La piste de 55 tortionnaires
C’est sur la piste de ces hommes que le New York Times a lancé ses enquêteurs. Pas seulement sur celle de la douzaine de passagers de ce vol de la dernière chance : au terme d’une longue investigation, inédite à ce jour dans la presse, et après s’être entretenus avec des membres du régime déchu, des opposants à ce dernier et des responsables d’organisations de défense des droits de l’Homme, les journalistes du « NYT » ont réussi à reconstituer une liste d’exactement cinquante cinq suppôts du gouvernement Bachar. Ceux qui ont réussi, tout comme leur ex mentor, réfugié à Moscou, à se refaire une vie en Russie , tandis que d’autres se sont installés au Liban et même… en Syrie!
Au nombre des passagers du vol nocturne figuraient trois hommes de mains de haut vol : le premier d’entre eux, Qahtan Khalil, directeur des services secrets de l’armée de l’air, est aujourd’hui accusé d’être directement impliqué dans l’un des plus sanglants massacres de la guerre civile. (Celui de centaines de manifestants tués dans le faubourg damascène de Daraya, en août 2012). Deux autres passagers étaient également des personnalités en vue : il s’agissait d’Ali Abbas et d’Ali Ayyoub, tous deux ayant jadis occupé , les postes de ministres de la défense. Ils sont soupçonnés de s’être rendus eux aussi coupable de terribles exactions contre les droits de l’Homme durant le conflit en leur qualité de haut gradés chargés de la stratégie de défense du système
A cette courte liste, il fallait ajouter, précise le New York Times, le nom de l’ancien chef d’état major des armées, Abdul Karim, notamment accusé d’avoir supervisé les tortures et autres sévices sexuels contre les femmes prisonniers. Le quotidien américain a de bonnes sources : toutes ces informations, notamment sur les détails du vol et la personnalité des fuyards, lui ont été communiqué par un passager, anonyme, mais membre du cénacle du tyran déchu.
« Afin de cibler un noyau dur de responsables, le Times a compilé les noms de toutes les personnes sanctionnées par les Etats-Unis ou l’Union européenne en raison de leurs liens avec le régime d’Assad. Cette longue liste a été affinée en la recoupant avec des informations provenant d’enquêteurs syriens et internationaux sur les droits de l’Homme , des documents internes du régime et d’autres preuves de sources ‘ouvertes’ extraites d’internet », explique le journal dans son article.
Les limiers du quotidien savent ainsi que Qahtan Qalib, l’un des fuyards mentionné plus haut, a trouvé refuge à Moscou ; Tous comme les deux « Ali », les ex ministres de la défense.
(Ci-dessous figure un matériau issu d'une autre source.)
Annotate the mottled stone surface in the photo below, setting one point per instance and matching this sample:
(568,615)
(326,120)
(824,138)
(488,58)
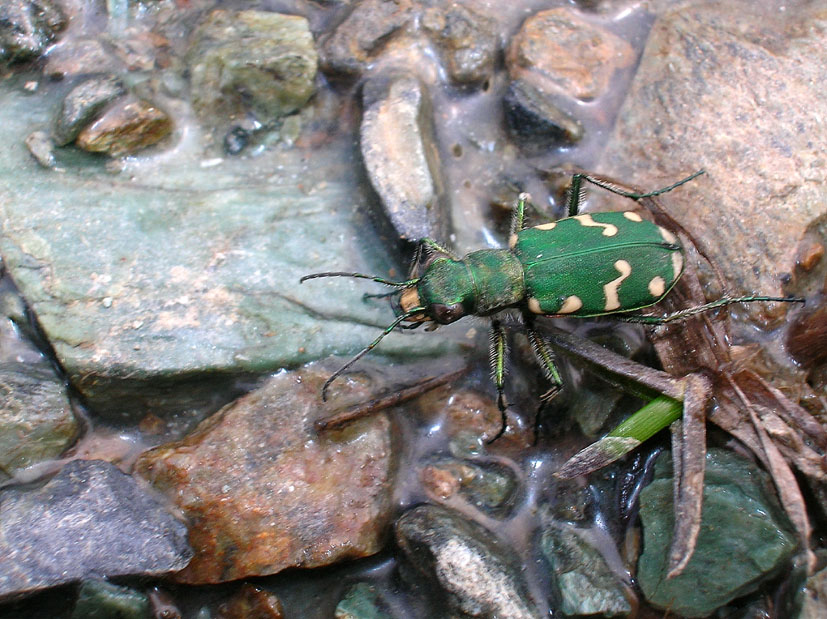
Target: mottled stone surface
(582,576)
(363,34)
(813,597)
(460,560)
(147,281)
(98,599)
(36,421)
(128,126)
(735,89)
(557,51)
(263,493)
(744,537)
(466,40)
(89,520)
(27,27)
(257,60)
(82,104)
(400,155)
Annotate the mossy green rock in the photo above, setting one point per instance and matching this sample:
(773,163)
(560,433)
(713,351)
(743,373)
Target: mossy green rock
(586,583)
(36,421)
(176,269)
(99,599)
(744,537)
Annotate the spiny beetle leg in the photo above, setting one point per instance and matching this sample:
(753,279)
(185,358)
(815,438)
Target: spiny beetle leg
(574,196)
(432,245)
(499,351)
(546,359)
(692,311)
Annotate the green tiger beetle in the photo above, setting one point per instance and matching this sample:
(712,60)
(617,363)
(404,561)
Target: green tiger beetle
(583,266)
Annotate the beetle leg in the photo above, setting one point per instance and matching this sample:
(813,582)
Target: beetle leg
(518,220)
(692,311)
(432,245)
(546,359)
(609,186)
(499,351)
(575,194)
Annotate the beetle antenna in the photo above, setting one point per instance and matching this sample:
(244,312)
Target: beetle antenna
(374,278)
(369,347)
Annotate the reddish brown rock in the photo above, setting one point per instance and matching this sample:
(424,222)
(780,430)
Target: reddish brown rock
(128,126)
(263,492)
(558,51)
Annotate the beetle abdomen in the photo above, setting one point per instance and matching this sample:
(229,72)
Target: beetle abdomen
(597,263)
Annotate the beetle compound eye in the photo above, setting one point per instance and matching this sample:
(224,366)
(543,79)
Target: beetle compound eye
(445,314)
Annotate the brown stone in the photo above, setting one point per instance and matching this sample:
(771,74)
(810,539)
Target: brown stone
(125,128)
(559,51)
(263,492)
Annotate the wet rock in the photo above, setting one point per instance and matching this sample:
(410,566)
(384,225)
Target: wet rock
(78,57)
(536,120)
(252,602)
(475,573)
(582,576)
(83,104)
(27,27)
(251,60)
(126,127)
(466,39)
(557,52)
(89,519)
(463,412)
(41,147)
(401,158)
(813,597)
(489,486)
(363,34)
(98,599)
(263,493)
(147,282)
(162,605)
(744,538)
(807,336)
(362,601)
(36,420)
(707,95)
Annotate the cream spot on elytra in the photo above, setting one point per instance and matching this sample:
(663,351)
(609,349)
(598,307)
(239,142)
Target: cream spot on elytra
(677,264)
(586,220)
(571,304)
(657,286)
(667,236)
(610,289)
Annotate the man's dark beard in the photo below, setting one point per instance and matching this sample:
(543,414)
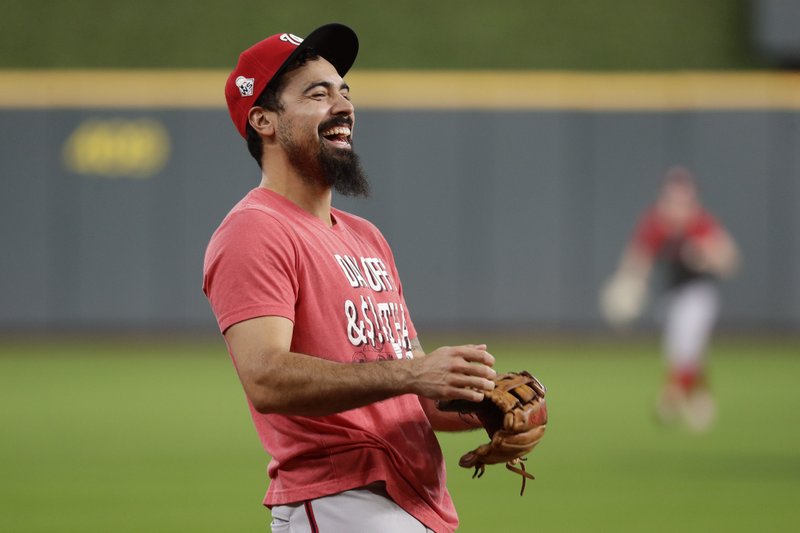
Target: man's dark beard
(333,167)
(343,172)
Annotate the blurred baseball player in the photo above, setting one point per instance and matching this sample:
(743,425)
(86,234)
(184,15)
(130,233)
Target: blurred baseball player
(311,307)
(695,250)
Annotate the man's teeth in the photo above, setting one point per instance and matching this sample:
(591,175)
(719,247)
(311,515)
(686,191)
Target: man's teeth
(340,130)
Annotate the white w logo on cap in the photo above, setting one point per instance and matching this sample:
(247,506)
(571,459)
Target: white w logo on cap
(291,38)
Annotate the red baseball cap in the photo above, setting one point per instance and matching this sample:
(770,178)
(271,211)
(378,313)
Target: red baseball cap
(266,60)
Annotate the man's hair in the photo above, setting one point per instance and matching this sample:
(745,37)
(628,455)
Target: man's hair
(270,99)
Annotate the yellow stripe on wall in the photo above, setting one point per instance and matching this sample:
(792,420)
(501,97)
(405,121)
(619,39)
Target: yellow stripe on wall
(485,90)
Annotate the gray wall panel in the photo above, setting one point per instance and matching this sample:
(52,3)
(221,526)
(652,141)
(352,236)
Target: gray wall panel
(496,218)
(24,295)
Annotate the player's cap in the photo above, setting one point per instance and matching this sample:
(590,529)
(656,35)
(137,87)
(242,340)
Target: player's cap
(266,60)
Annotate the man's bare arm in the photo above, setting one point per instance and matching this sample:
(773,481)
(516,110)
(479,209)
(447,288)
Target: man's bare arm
(441,420)
(277,380)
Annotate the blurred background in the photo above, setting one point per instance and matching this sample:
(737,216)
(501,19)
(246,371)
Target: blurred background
(511,145)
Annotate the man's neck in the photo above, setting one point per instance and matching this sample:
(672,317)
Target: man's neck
(313,198)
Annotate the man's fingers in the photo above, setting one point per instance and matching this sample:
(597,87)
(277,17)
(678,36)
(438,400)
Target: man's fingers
(474,355)
(465,394)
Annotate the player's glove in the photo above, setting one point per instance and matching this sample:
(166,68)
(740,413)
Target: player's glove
(514,415)
(622,299)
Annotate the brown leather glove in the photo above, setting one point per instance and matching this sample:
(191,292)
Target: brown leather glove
(514,415)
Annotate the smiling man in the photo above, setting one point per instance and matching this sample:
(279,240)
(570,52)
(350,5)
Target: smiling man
(311,307)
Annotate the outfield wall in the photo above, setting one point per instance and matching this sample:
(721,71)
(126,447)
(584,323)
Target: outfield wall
(506,197)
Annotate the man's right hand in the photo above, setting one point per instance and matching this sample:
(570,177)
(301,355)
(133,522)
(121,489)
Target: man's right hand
(453,372)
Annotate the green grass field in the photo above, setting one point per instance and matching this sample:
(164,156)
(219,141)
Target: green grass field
(144,435)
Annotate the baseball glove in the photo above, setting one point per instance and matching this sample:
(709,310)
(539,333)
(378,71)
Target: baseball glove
(514,415)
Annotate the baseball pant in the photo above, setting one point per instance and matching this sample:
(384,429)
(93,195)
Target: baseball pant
(690,316)
(363,510)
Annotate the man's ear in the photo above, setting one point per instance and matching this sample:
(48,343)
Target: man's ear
(262,120)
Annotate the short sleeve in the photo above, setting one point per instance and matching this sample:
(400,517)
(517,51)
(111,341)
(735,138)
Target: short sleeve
(250,269)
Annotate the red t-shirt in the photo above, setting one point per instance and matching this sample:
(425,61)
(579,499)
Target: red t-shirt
(654,237)
(339,286)
(652,233)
Les lieux de résidence actuels d’autres personnalités « wanted » par Interpol et le nouveau régime syrien – mentionnés sur la liste complète des « 55 » qu’a publié le quotidien, photos à l’appui – , interpellent le lecteur : un certain Bassam Hassan, ci devant coordonnateur du programmes d’armes chimiques du défunt régime, a réussi à prendre ses quartiers à Beyrouth. On suppose que l’homme loge plutôt au sud de la capitale , dans les zones chiites sous contrôle du Hezbollah, allié d’Assad…. Autre surprise, plus grande encore : Amr al-Armanazani, un autre responsable du programme chimique, a été pisté par les reporters du « NYT » à Damas, où il vit tranquillement chez lui… Son opération de retournement de veste de dernière minute a dû être délicate à négocier; l’on ne peut qu’imaginer en quoi les informations dont il disposait ont pu être utiles au nouveau régime… Le New York Times parle simplement d' »accords un peu troubles » passés entre les anciens ennemis.
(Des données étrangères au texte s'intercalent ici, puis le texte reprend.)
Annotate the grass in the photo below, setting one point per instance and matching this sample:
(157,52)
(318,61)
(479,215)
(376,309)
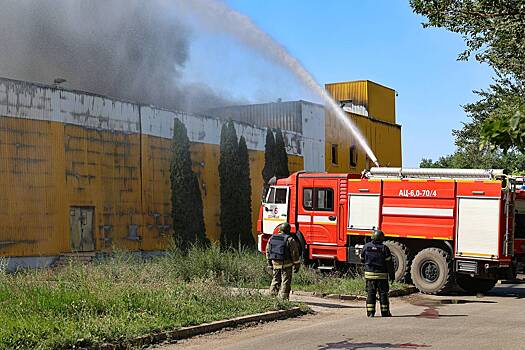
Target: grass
(123,296)
(247,269)
(85,305)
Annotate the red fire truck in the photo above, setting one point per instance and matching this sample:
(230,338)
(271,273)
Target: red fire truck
(519,218)
(442,225)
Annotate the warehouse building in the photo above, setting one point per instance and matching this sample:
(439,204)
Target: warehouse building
(85,173)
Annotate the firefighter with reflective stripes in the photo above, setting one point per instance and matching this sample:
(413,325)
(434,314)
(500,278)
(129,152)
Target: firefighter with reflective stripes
(282,253)
(379,268)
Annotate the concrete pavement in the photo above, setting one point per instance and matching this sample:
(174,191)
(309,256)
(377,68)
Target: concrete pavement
(495,321)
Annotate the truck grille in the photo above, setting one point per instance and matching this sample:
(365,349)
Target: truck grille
(467,266)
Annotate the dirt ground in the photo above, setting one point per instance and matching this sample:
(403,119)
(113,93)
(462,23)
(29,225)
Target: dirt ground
(494,321)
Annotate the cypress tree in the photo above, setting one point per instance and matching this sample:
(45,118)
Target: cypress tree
(281,157)
(186,200)
(245,200)
(229,186)
(269,160)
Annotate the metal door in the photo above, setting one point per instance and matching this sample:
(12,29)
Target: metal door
(81,224)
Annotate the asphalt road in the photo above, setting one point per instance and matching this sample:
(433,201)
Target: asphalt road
(494,321)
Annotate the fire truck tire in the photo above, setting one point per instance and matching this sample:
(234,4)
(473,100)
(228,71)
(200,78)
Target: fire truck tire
(475,285)
(431,271)
(401,262)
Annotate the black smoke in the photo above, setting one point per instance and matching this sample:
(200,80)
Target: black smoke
(129,49)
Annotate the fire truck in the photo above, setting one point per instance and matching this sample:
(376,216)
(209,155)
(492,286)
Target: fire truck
(519,219)
(443,226)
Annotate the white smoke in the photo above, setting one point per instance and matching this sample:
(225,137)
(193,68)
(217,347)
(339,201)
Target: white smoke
(217,16)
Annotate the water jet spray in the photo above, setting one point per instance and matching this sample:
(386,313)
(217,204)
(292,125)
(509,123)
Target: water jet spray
(218,16)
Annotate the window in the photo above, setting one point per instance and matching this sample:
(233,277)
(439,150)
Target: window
(281,196)
(277,196)
(270,198)
(325,199)
(353,156)
(334,154)
(519,232)
(318,199)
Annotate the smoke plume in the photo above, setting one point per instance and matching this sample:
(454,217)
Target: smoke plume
(130,49)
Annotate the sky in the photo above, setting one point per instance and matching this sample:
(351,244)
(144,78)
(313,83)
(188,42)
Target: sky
(341,40)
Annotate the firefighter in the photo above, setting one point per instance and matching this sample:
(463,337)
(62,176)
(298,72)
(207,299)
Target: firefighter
(282,253)
(379,268)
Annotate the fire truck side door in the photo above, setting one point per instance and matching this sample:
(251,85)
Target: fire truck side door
(324,212)
(275,208)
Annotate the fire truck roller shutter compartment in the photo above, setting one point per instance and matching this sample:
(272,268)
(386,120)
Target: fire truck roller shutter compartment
(275,208)
(363,213)
(478,227)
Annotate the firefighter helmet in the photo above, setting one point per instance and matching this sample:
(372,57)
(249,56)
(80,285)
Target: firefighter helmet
(378,236)
(285,228)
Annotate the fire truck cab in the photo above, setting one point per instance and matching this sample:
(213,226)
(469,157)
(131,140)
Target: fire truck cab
(442,225)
Le petit bi moteur « Yak » avait fini par se poser seulement 30 minutes plus tard sur l’aéroport de Hmeimim, stratégiquement situé à côté d’une base militaire russe, le pays de Poutine ayant été le grand pourvoyeur de la famille al Assad père et fils ( Hafez, le patriarche de la dynastie et Bachar, successeur et fossoyeur de ce même système). » A bord de l’avion, c’était la panique », a raconté au NYT l’un des passagers, lui-même ancien officiel du palais de Bachar ; « j’avais l’impression que nous n’arriverions jamais tant les minutes nous paraissaient interminables ». Certains passagers, peu chargés en bagages inutiles, avaient cependant pris la précaution « d’embarquer avec des sacs emplis de billets de banque et de bijoux », a précisé la même source. L’on n’est jamais trop prudent quand des aubes incertaines se lèveront sur de funestes nuits.
Au même moment dans Damas, un autre cacique luttait lui aussi pour sa survie : Maher al Assad, le frère du tyran renversé, était en train d’arranger sa propre fuite. Celui qui était encore le jour même le chef de la redoutable 4ème division des Forces armées venait d’appeler un ami de la famille et l’un de ses partenaires en affaires. Maher les somma de le rejoindre toutes séances tenantes et de l’attendre devant chez lui. Tout ce beau monde parvint à prendre la fuite pour une destination inconnue. Maher est aujourd’hui à Moscou, les poches sans doutes lestées.
Parfois, certains fuyards de haut vol échappèrent de peu à l’arrestation, même si, avance le New York Times, « pour minimiser la résistance des hommes du régime [en train de s’effondrer], il y eut comme un accord tacite avec les rebelles , ces derniers préférant parfois ignorer la fuite de certains loyalistes de Bachar ». Tel n’aurait cependant pas été le sort de Bassam Hassan, l’un des responsables du programme des armes chimiques mentionné plus haut, s’il avait été arrêté par les combattants du nouveau pouvoir. Pourtant, c’est bien ce qu’il failli lui arriver : parvenu dans un convoi de trois voitures dans la ville d’Homs, à près de deux cents kilomètres de Damas, le haut gradé syrien dû s’arrêter à un barrage de rebelles. Ceux-ci demandèrent à sa femme et à sa fille de sortir de l’un des véhicules. Ils confisquèrent la voiture , intimant aux deux femmes de laisser derrière elles bijoux, possessions et portefeuilles. Avant de les laisser tranquillement remonter dans le « 4X4 » de leur mari et père, laissant s’échapper l’un des sbires les plus notoires de l’un des plus terribles régimes qu’a connu le moyen-orient dans sa récente histoire.